According to the Explanatory Memorandum, this difference
reflects the breadth of the power in section 176A(3) and the fact that ‘it is
intended to be used as a temporary measure pending parliamentary consideration
of legislative amendments’,[38]
compared with the power in new section 176B which is ‘administrative in
nature’[39]
and ‘for the Minister to consider’.[40]
Given the matters that the Minister must consider before
making a declaration are not prescribed by the legislation, the Minister can
exercise their discretion in respect of whether making a declaration requires
assessing a CSA’s willingness to be declared an enforcement agency, their readiness
to access data, whether they require access to telecommunications data and what
access is necessary for the authorities to meet legitimate objectives.
Mobile
phones in prisons
In his second reading speech, the Assistant
Minister specifically referred to the issue of illicit mobile phones in prisons
and stated:
Operation Ironside has already resulted in more than 350
individuals being charged who, if convicted, will spend time in correctional
facilities around Australia. The ability of corrective services authorities to
access telecommunications data is now vital to combat transnational, serious
and organised crime, to ensure the safety and security of both the correctional
environment and the wider community.[41]
Operation Ironside is an ongoing Australian
Federal Police (AFP)-led investigation into ‘significant organised crime
syndicates’ that used a dedicated encrypted communications device to traffic
illicit drugs and weapons to Australia, as well as order local executions.[42]

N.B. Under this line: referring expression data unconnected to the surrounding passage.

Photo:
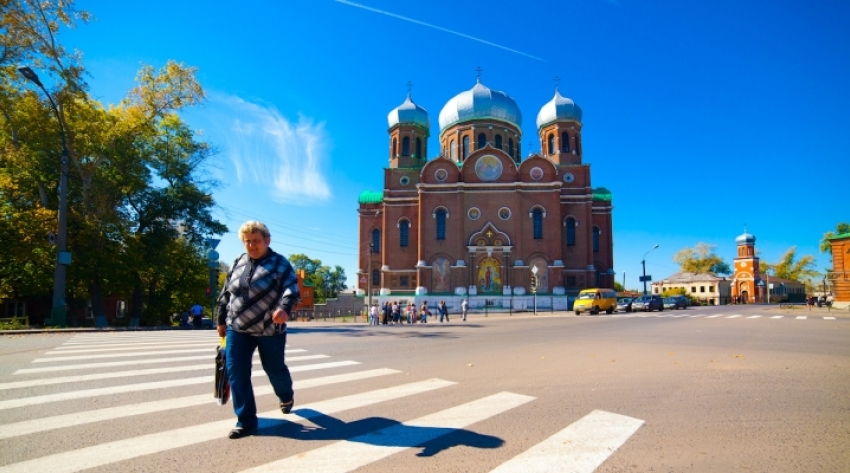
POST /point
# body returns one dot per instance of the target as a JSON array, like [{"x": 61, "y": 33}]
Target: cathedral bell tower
[
  {"x": 747, "y": 276},
  {"x": 559, "y": 127},
  {"x": 409, "y": 131}
]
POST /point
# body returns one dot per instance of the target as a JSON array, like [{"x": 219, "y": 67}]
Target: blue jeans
[{"x": 240, "y": 351}]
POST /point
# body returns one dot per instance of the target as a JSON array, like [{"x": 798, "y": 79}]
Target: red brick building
[{"x": 474, "y": 220}]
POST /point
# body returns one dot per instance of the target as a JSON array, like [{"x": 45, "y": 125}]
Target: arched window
[
  {"x": 537, "y": 217},
  {"x": 565, "y": 142},
  {"x": 596, "y": 239},
  {"x": 403, "y": 228},
  {"x": 571, "y": 231},
  {"x": 441, "y": 224},
  {"x": 376, "y": 241}
]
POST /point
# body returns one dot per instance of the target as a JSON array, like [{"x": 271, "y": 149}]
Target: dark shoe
[{"x": 239, "y": 432}]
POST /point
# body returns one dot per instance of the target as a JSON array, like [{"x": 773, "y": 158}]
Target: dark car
[
  {"x": 648, "y": 303},
  {"x": 675, "y": 302}
]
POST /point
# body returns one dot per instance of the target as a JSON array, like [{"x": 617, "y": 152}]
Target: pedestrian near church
[{"x": 259, "y": 293}]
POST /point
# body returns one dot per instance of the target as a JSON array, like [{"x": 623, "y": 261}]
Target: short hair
[{"x": 254, "y": 226}]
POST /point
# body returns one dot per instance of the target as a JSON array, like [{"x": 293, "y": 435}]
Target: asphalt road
[{"x": 694, "y": 390}]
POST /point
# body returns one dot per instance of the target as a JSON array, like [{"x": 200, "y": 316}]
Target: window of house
[
  {"x": 376, "y": 241},
  {"x": 537, "y": 216},
  {"x": 403, "y": 228},
  {"x": 565, "y": 142},
  {"x": 441, "y": 224},
  {"x": 571, "y": 231},
  {"x": 596, "y": 239}
]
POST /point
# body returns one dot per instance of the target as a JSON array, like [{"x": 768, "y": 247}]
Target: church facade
[{"x": 478, "y": 220}]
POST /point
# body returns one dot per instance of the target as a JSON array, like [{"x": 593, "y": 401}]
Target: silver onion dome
[
  {"x": 408, "y": 113},
  {"x": 557, "y": 109},
  {"x": 477, "y": 103},
  {"x": 745, "y": 238}
]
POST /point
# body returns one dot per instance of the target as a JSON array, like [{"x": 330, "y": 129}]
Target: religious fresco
[
  {"x": 488, "y": 168},
  {"x": 542, "y": 273},
  {"x": 441, "y": 272},
  {"x": 489, "y": 276}
]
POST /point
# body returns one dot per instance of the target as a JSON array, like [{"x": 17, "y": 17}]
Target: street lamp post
[
  {"x": 369, "y": 278},
  {"x": 534, "y": 286},
  {"x": 63, "y": 257},
  {"x": 644, "y": 268}
]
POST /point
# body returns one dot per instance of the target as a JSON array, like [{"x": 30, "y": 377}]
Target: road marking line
[
  {"x": 580, "y": 448},
  {"x": 112, "y": 413},
  {"x": 129, "y": 388},
  {"x": 208, "y": 349},
  {"x": 362, "y": 450},
  {"x": 111, "y": 452}
]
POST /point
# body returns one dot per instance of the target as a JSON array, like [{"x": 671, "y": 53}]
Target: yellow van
[{"x": 595, "y": 300}]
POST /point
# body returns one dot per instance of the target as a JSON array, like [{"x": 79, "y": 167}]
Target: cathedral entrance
[{"x": 489, "y": 277}]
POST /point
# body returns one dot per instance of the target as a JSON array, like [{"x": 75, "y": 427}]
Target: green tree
[
  {"x": 790, "y": 267},
  {"x": 700, "y": 260}
]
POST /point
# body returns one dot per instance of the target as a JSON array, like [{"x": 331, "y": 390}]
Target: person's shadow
[{"x": 378, "y": 431}]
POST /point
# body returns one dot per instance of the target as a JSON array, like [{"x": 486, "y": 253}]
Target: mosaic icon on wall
[
  {"x": 488, "y": 168},
  {"x": 441, "y": 273},
  {"x": 489, "y": 276}
]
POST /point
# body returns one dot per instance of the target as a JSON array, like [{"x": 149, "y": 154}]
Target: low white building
[{"x": 704, "y": 287}]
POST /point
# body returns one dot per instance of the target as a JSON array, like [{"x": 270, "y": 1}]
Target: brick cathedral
[{"x": 477, "y": 218}]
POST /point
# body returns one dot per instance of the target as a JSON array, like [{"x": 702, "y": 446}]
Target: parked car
[
  {"x": 675, "y": 302},
  {"x": 624, "y": 304},
  {"x": 648, "y": 303}
]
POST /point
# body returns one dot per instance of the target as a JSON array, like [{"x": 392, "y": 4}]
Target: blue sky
[{"x": 700, "y": 117}]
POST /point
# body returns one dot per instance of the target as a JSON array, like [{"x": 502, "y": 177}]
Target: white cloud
[{"x": 268, "y": 150}]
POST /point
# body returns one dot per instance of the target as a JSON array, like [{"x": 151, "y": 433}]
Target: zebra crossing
[
  {"x": 707, "y": 315},
  {"x": 76, "y": 370}
]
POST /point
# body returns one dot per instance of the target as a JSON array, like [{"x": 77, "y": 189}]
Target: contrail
[{"x": 346, "y": 2}]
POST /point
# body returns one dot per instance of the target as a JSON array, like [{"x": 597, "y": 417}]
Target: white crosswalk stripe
[{"x": 602, "y": 433}]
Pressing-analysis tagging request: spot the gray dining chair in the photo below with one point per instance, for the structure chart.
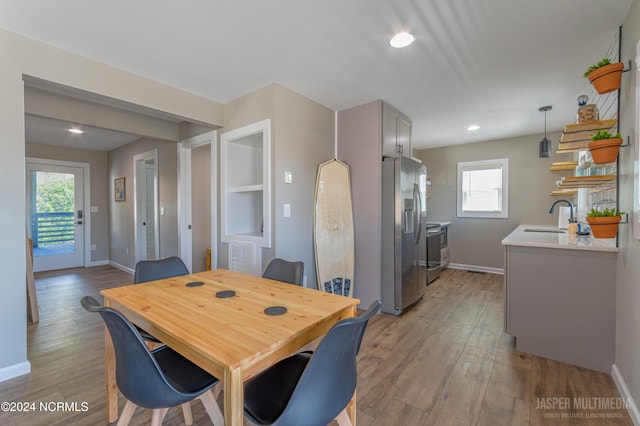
(285, 271)
(157, 379)
(310, 388)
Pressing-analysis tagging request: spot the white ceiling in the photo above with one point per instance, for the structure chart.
(489, 62)
(55, 132)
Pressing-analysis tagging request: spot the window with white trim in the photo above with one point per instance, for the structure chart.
(483, 188)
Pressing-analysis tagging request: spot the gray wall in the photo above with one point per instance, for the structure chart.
(99, 189)
(474, 241)
(628, 283)
(121, 230)
(302, 137)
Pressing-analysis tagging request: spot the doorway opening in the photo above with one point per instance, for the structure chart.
(145, 185)
(56, 214)
(197, 197)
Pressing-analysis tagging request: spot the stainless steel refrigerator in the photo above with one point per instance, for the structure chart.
(403, 216)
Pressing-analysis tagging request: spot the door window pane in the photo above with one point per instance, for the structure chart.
(52, 213)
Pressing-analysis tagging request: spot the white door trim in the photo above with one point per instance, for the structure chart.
(86, 195)
(184, 195)
(137, 160)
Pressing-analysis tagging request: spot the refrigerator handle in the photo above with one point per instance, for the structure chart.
(417, 208)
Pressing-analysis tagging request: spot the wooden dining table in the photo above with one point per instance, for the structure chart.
(218, 319)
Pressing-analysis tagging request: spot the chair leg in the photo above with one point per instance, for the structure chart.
(127, 413)
(343, 419)
(186, 411)
(157, 415)
(212, 408)
(216, 390)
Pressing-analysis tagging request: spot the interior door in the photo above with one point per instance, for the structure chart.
(55, 215)
(146, 206)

In addition to the need to access telecommunications data
prompted by Operation Ironside, the issue of mobile phones in prisons has
become more prominent due to COVID-19. There have been difficulties with
prisoners who have COVID-19 being able to contact friends, family and legal
representatives when in isolation, such as at Parklea Correctional Centre in
NSW where over 140 prisoners contracted COVID-19.[43]
In a public sector guidance sheet for drafters of
statements of compatibility with human rights, the Attorney-General’s
Department advises that the right to humane treatment has been found to have
been violated when detainees were held in 'incommunicado detention’ with
insufficient justification. In the guidance sheet, incommunicado detention is
defined as meaning that the ‘detainee cannot communicate with anyone other than
their captors’, such as family, friends, independent lawyers or doctors.[44]
It has been reported that Corrective Services NSW is
co-ordinating the rollout of mobile phones for inmates with COVID-19 in remand
centres, which has reportedly caused concern about ‘a spike in organised crime,
harassment, intimidation of officers and “gaol house hits”’.[45]